The coming general election is set to be the most momentous in living memory—it is not an exaggeration to say it could determine the future of the British Union itself.

It is also set to be more volatile than any election this country has ever seen.

Predicting voter behaviour in the current circumstances is a fools' game, but there are certain factors that will determine how the election plays out.

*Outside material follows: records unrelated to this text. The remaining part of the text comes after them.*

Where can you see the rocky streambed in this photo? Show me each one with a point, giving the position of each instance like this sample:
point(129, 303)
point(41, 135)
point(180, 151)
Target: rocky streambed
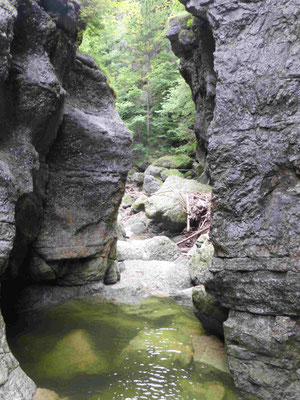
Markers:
point(138, 338)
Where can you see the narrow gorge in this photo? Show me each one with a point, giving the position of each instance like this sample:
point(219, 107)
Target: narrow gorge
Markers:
point(65, 156)
point(241, 59)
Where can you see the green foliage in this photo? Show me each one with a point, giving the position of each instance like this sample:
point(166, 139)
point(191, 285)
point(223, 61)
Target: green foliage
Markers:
point(128, 40)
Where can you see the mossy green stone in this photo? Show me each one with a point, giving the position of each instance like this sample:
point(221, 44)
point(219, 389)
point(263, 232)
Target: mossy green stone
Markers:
point(73, 354)
point(139, 203)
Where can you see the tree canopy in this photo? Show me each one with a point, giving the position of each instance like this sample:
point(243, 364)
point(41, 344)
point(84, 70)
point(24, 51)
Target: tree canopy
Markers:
point(128, 40)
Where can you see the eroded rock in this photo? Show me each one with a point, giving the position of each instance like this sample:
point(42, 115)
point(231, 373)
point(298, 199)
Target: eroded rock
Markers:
point(241, 60)
point(64, 159)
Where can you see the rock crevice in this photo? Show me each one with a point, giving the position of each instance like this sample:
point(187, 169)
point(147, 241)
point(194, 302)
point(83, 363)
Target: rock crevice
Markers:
point(65, 155)
point(253, 156)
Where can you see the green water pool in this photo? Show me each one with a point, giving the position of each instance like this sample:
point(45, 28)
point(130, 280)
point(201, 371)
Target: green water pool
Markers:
point(95, 350)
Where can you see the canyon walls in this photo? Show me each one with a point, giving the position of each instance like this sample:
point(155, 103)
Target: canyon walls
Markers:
point(253, 147)
point(64, 159)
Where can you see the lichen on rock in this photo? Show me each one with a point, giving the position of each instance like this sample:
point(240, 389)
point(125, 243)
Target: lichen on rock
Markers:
point(243, 70)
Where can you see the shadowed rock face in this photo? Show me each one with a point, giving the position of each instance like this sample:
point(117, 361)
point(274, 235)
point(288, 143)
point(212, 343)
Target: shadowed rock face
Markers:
point(253, 154)
point(64, 157)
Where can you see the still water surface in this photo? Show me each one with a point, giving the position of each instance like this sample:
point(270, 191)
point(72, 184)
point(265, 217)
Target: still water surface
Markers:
point(94, 350)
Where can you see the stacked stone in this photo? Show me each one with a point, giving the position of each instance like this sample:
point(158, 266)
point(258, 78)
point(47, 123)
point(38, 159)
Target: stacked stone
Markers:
point(64, 158)
point(253, 154)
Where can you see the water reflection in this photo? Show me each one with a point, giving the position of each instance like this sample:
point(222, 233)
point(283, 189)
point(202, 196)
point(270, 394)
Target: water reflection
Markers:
point(92, 350)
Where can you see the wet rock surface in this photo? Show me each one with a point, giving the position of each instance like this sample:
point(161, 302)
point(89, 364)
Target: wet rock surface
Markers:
point(249, 125)
point(64, 153)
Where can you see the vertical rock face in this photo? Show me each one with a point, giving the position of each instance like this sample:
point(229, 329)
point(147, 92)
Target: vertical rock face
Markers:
point(64, 157)
point(253, 155)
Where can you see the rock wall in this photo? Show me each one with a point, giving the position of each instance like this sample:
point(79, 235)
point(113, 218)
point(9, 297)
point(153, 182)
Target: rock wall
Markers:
point(253, 146)
point(64, 159)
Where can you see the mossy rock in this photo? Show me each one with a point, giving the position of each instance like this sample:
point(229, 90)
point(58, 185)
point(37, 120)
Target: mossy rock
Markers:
point(204, 391)
point(180, 161)
point(127, 201)
point(45, 394)
point(209, 351)
point(165, 173)
point(165, 347)
point(139, 203)
point(201, 256)
point(165, 206)
point(72, 355)
point(189, 175)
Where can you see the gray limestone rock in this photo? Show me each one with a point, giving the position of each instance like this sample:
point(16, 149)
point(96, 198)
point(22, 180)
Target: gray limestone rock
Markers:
point(151, 184)
point(63, 163)
point(157, 248)
point(165, 206)
point(200, 259)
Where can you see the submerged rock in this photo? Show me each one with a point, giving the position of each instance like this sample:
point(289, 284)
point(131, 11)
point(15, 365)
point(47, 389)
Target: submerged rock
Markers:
point(241, 60)
point(45, 394)
point(64, 158)
point(72, 355)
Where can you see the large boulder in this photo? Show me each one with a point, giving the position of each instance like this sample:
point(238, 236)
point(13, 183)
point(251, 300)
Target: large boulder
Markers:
point(200, 259)
point(151, 184)
point(166, 205)
point(241, 60)
point(65, 155)
point(78, 231)
point(156, 248)
point(209, 311)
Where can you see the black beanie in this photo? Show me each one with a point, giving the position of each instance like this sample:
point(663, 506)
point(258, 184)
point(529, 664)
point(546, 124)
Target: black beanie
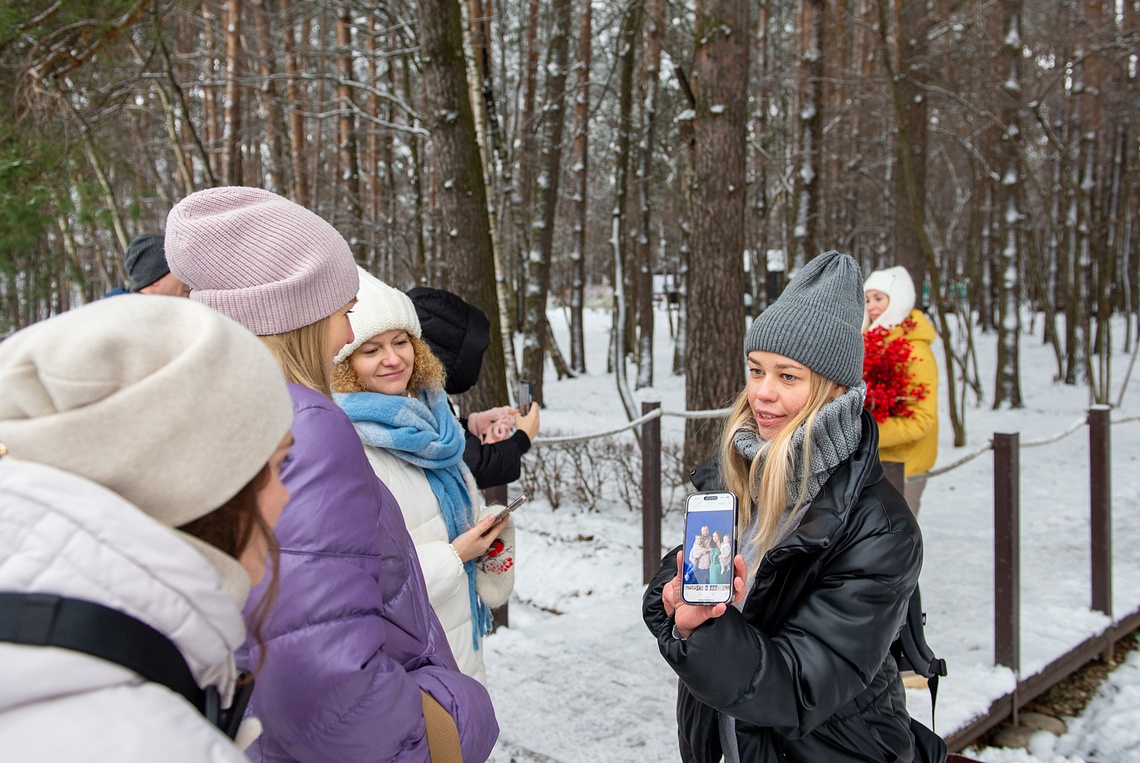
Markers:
point(457, 332)
point(146, 260)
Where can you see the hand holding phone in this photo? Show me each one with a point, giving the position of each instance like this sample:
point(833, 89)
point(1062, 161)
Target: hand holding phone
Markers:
point(710, 548)
point(511, 506)
point(526, 395)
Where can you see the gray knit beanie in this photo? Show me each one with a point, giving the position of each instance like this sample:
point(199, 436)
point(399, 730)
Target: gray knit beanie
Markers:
point(176, 419)
point(146, 261)
point(816, 321)
point(259, 258)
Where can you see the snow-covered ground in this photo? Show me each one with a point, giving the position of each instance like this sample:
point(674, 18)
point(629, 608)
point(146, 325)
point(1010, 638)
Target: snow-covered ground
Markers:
point(577, 676)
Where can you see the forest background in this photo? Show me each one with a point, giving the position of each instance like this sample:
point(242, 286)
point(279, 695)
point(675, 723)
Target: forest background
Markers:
point(529, 154)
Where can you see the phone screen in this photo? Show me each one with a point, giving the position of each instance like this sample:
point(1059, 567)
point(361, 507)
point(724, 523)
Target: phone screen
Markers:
point(710, 545)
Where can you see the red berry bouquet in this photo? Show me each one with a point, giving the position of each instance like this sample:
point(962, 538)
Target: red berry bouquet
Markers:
point(889, 388)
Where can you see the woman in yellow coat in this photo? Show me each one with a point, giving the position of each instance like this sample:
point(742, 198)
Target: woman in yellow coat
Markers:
point(913, 440)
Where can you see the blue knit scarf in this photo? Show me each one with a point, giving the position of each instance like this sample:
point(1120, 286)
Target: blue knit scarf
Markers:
point(424, 432)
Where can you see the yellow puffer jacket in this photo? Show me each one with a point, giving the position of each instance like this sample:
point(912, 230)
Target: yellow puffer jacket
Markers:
point(914, 440)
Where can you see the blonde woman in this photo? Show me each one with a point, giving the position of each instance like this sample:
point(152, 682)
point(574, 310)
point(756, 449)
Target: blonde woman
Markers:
point(798, 666)
point(357, 663)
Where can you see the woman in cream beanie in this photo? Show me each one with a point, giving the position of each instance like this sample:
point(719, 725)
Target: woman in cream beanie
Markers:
point(798, 666)
point(140, 475)
point(358, 656)
point(391, 386)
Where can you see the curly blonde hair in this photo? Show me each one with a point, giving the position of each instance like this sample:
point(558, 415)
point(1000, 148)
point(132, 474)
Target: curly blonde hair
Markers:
point(428, 372)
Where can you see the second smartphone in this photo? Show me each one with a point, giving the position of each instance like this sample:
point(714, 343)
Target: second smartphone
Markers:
point(710, 545)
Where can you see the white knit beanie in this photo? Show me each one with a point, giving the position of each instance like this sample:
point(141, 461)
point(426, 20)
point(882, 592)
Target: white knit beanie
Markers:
point(259, 258)
point(897, 285)
point(167, 403)
point(379, 308)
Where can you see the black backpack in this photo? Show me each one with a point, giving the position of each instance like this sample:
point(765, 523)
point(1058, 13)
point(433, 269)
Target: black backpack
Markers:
point(912, 652)
point(45, 619)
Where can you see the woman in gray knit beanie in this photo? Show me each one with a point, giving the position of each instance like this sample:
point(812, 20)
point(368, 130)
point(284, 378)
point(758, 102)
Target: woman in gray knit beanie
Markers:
point(799, 665)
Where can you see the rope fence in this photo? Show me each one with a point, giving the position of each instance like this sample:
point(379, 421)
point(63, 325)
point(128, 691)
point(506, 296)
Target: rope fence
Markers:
point(716, 413)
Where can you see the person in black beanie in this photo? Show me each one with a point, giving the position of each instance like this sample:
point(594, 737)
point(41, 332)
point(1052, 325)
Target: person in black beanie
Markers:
point(458, 333)
point(798, 665)
point(146, 265)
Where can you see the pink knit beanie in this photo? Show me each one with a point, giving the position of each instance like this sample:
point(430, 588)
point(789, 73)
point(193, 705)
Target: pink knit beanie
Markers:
point(260, 259)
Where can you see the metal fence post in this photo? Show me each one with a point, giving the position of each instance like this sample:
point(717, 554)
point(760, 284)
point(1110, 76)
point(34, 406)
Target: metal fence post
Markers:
point(1007, 552)
point(651, 493)
point(499, 615)
point(1100, 505)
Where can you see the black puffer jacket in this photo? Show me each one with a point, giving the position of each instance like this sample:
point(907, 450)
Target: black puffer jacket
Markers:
point(805, 666)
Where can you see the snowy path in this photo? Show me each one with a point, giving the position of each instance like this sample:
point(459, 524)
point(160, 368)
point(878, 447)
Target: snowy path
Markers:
point(578, 678)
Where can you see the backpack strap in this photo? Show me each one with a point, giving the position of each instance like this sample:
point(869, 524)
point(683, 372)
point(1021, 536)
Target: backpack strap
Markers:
point(912, 651)
point(46, 619)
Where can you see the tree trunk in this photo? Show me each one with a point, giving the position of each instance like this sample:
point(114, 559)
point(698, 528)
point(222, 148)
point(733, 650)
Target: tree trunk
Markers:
point(270, 105)
point(546, 199)
point(231, 129)
point(1007, 383)
point(651, 65)
point(913, 73)
point(347, 137)
point(715, 331)
point(808, 213)
point(465, 240)
point(579, 165)
point(627, 47)
point(298, 152)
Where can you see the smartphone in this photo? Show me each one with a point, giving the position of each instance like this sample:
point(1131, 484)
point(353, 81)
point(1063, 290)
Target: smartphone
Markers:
point(526, 395)
point(511, 506)
point(710, 545)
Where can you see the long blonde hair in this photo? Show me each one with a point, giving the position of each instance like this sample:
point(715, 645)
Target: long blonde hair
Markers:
point(760, 485)
point(428, 372)
point(303, 355)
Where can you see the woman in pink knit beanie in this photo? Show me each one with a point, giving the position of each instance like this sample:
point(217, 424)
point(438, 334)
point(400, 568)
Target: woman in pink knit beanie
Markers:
point(359, 668)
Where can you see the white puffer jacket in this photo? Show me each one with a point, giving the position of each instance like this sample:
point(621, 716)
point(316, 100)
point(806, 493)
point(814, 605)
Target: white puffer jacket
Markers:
point(447, 579)
point(65, 535)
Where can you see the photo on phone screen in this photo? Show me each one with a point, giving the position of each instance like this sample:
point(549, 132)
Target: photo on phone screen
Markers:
point(710, 545)
point(526, 394)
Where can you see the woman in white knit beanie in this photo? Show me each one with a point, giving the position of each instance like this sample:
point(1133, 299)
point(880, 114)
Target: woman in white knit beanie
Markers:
point(140, 479)
point(391, 386)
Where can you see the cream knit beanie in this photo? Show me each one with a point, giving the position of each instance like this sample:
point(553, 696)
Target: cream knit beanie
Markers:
point(897, 285)
point(265, 261)
point(379, 308)
point(167, 403)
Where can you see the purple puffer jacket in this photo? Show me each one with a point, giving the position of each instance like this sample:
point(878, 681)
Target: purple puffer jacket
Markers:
point(352, 638)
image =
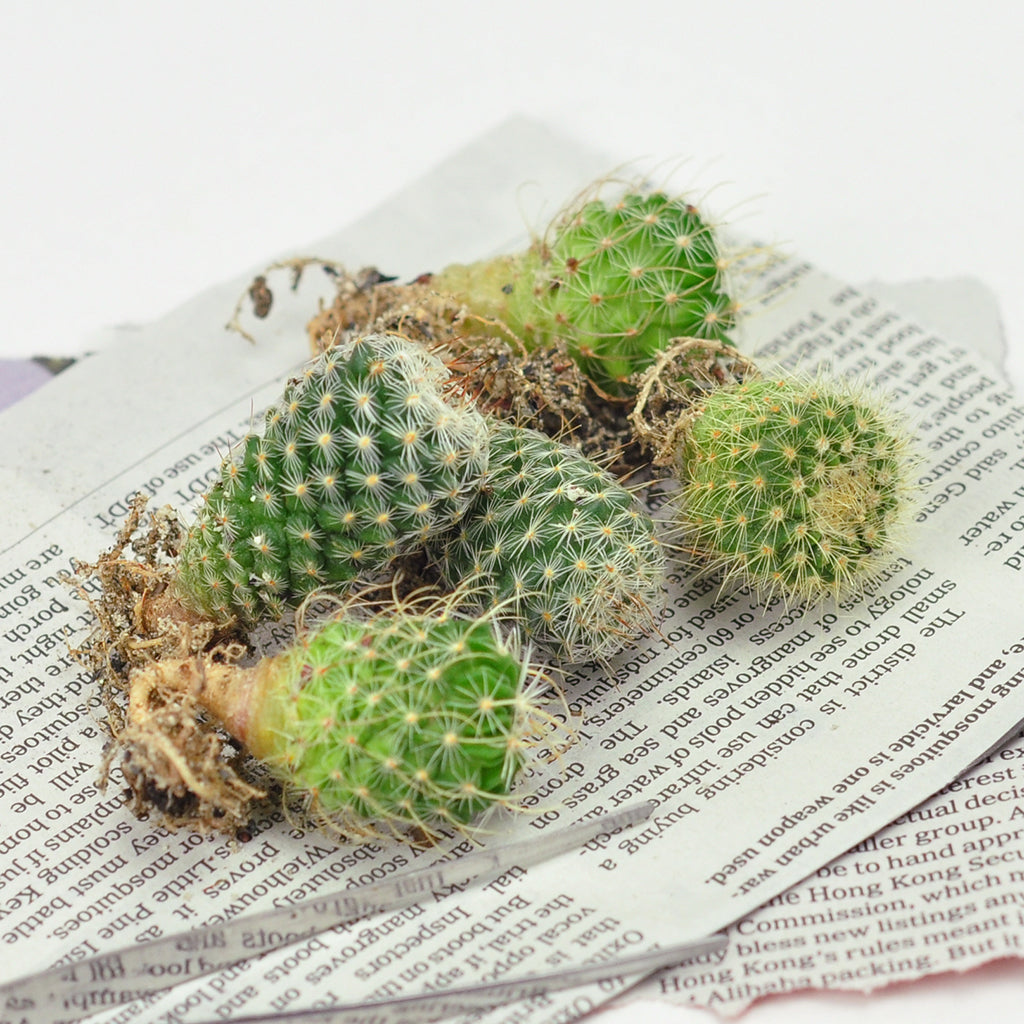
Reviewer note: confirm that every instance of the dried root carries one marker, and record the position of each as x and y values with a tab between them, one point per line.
669	391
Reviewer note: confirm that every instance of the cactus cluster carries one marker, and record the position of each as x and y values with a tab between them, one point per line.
794	486
614	280
391	727
555	543
364	455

  1. Everyone is a swing voter now
Almost everyone is a potential swing voter in 2019. The divisiveness of the two main party leaders, the incentive to vote tactically in numerous seats, and the realignment of voter behaviour along the Leave-Remain axis (and the independence-unionism axis in Scotland) means voter behaviour could change rapidly and with little national uniformity during the campaign. Nothing can be taken for granted.
  1. The pacts
At present, the two main parties are split on Brexit lines. The Tories have ruled out a formal pact with Nigel Farage's Brexit Party, while a Labour-Lib Dem pact is not on the cards due primarily to the outright policy clashes and mutual loathing between the parties. However, against as divisive and inflammatory an opponent as Boris Johnson, local parties could reach tacit non-compete “understandings”—and Johnson's reckless conduct has made tactical voting by Remainers much likelier.
  1. Brexit v A&E
Conventional wisdom states that the Tories want to make this election about Brexit while Labour wants to make it about domestic concerns. The truth is a bit messier. Yes, the Tories will try and use voters' desperation to 'Get Brexit Done' - but they will also foreground spending pledges on hospitals, schools and town regeneration funds, plus a tough line on law and order, to win over former Labour loyalists in key marginals in the Midlands and Wales.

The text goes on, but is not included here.